With his love for Africa still in abundance, Berman, unable to fly back to the USA due to the travel restrictions, decided to work on another script, but this time the script wasn’t for another Hollywood movie. It was for people’s lives. The new script had his culinary school as the main character. He applied and obtained essential services permit for ICT to provide cooked meals for the most vulnerable. Another character in this script was Woolworths Food, the corporation that had been supplying its students with produce and training space, kitchen. In the new script, instead of training tomorrow’s chefs, the school jointly with Woolworths Food were to run community feeding schemes.
The feeding scheme started modestly by providing 1,000 meals a week. This scheme started in April 2020. Two months later with restrictions being relaxed, instead of stopping the scheme, the main characters had become addicted to feeding the communities around Cape Town and as Woolworths’ Diane Peterson put it to uSpiked, “Playing an active and meaningful role in addressing South Africa’s food security and hunger alleviation challenges has always been a key focus of the Woolworths Trust, and our CSI strategy. Alongside partnerships aimed at improving food systems, Woolworths sees food relief as a natural extension of their Foods offering."
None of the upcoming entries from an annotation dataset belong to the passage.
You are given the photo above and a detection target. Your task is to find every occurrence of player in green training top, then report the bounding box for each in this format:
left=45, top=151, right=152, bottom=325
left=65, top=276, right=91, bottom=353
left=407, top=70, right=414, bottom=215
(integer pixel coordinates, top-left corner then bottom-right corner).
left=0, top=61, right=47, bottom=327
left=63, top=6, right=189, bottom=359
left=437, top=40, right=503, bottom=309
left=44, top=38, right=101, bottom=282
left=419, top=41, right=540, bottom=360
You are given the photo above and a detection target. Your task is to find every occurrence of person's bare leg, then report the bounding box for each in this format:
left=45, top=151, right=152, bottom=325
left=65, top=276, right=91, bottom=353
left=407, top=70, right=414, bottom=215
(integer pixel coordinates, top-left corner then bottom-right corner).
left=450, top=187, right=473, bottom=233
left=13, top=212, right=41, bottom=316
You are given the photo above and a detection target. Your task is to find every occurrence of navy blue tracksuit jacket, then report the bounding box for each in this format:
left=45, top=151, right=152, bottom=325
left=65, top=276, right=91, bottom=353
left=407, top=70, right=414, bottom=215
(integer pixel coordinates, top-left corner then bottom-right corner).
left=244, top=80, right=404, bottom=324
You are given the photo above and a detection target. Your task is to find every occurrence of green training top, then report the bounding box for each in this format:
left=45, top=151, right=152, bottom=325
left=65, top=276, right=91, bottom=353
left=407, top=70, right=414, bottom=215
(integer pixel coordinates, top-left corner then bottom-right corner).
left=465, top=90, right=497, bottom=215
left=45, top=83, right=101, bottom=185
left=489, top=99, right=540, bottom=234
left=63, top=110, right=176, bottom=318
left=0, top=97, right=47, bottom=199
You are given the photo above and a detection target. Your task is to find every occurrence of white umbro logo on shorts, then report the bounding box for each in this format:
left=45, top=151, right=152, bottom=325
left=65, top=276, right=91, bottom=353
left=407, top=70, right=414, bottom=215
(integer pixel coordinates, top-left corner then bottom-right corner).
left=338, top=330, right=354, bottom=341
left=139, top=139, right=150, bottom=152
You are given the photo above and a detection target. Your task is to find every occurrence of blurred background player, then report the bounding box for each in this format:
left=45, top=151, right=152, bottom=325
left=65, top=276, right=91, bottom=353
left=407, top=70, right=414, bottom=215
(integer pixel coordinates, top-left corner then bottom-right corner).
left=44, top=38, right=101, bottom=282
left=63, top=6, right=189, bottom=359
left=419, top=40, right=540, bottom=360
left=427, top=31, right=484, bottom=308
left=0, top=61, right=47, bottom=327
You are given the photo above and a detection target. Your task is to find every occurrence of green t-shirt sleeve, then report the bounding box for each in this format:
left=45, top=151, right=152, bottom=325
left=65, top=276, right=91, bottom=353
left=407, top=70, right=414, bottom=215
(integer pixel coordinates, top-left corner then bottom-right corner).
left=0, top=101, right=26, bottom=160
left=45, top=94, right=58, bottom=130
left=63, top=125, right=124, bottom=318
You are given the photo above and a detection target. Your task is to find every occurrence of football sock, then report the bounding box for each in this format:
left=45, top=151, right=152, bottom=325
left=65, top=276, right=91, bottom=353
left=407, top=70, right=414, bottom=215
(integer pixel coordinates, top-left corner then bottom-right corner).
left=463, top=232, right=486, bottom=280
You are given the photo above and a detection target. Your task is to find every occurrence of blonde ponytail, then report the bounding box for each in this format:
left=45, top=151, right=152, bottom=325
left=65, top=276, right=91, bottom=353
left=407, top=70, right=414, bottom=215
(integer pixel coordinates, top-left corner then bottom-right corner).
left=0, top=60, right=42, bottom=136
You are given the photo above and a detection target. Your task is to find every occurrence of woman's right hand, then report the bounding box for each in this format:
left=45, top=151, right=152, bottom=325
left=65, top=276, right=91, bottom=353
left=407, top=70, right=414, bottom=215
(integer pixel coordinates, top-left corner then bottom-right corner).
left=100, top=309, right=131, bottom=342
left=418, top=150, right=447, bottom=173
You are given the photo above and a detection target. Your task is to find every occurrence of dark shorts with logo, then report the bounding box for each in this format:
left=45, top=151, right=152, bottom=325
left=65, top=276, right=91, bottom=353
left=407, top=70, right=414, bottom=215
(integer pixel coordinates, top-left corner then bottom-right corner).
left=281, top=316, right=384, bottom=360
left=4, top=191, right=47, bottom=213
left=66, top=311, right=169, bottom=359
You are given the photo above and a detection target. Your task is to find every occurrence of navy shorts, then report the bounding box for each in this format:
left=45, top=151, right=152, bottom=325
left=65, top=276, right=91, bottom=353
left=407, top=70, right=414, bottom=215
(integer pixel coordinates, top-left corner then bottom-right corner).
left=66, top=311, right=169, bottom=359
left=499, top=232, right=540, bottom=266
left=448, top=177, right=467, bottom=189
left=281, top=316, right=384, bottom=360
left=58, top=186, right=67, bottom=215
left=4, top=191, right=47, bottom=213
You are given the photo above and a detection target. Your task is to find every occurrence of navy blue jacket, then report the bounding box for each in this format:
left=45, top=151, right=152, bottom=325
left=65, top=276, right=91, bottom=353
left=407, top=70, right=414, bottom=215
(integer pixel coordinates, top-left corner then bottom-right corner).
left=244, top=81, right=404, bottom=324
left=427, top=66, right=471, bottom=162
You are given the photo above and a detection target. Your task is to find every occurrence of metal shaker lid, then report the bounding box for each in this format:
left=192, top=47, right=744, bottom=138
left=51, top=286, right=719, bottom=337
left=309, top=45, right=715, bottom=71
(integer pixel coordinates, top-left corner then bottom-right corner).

Quoting Scott Parker, Woolworths Foods Product Development Manager, Peterson told us, “We are grateful to have the opportunity to partner with the ICT to feed thousands of vulnerable people here in Cape Town during this challenging time as the global pandemic has worsened food insecurity and too many South Africans are going hungry.”
This is an addiction neither party wants any rehabilitation for. But in this script, there have been other characters. To access the communities to be fed, the group enlisted the services of volunteers from Cape Town Together’s Community Action Networks. And the key individual here was a 27-year-old Mzikhona Mgedle of Langa Bicycle Hub. He organised women grouping in Langa township that led to the creation of Langa Community Action Network, but went further and availed his bicycle hub to see to the delivery of meals to beneficiaries of the feeding scheme in Langa.
The creation of Cape Town Together, a forum that brings people from different social and professional backgrounds together to counter the Pandemic is one such good thing that could be attributed to the Pandemic.